Czy da się zobaczyć dźwięk? Okazuje się, że bez problemów. Świadczą o tym dwa projekty – Animusic, w którym tworzone są wirtualne koncerty przedstawiające tworzenie się poszczególnych dźwięków. Drugi projekt to pomysł Intela, aby zbudować w realnym świecie maszyny pokazane w animacjach.
Blisko 2.2 miliona wyświetleń ma animacja „koncertu instrumentów” zamieszczona w serwisie YouTube przez projekt Animusic. Wygląda tak:
Animusic to projekt sfinansowany dzięki zbiórce internautów w serwisie KickStarter. Twórcom udało się zebrać ponad 250 tysięcy dolarów na zrealizowanie swojej koncepcji. Pomysł zakłada połączenie efektów dźwiękowych z animacją. Jak tłumaczą autorzy projektu, ich celem jest stworzenie animacji, która gra muzykę przynosząc radość wszystkim słuchaczom. – Wszystkie instrumenty nie tylko reagują na konkretny dźwięk, ale także grają pojedyncze nuty, które da się wyraźnie usłyszeć. Dzięki temu jesteśmy w stanie zobaczyć jak powstanie każdy dźwięk. Połączenie tego w całość jest bardzo widowiskowe. Gdyby tylko nasze gwiazdy mogły rozdawać autografy – mówią twórcy.
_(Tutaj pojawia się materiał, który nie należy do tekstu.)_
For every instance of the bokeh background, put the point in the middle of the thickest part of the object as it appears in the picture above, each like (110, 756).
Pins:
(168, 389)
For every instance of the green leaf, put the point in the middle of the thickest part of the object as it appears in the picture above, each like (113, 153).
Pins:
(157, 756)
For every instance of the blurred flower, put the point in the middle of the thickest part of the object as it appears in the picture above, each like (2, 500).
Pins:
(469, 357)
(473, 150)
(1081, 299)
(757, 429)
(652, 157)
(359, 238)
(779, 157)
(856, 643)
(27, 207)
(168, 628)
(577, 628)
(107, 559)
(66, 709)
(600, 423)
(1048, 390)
W ten sposób powstało już kilka wydań takich teledysków na DVD i blu-ray. Jednym z najpopularniejszych jest teledysk Pipe Dream. Obejrzało go już blisko 2.2 miliona osób na YouTube.
Teledyskiem zainspirowała się firma Intel, która postanowiła przenieść wirtualny świat do rzeczywistości. Wzorując się na świecie animacji, zbudowali replikę instrumentów, które zagrały w teledysku. Całość zajęła dokładnie 3 miesiące. Aby zagrać cały utwór, urządzenie wykorzystuje 2300 kulek. Jest w stanie zagrać 120 różnych dźwięków. Ile coś takiego kosztowało? Bagatela 160 tys. dolarów.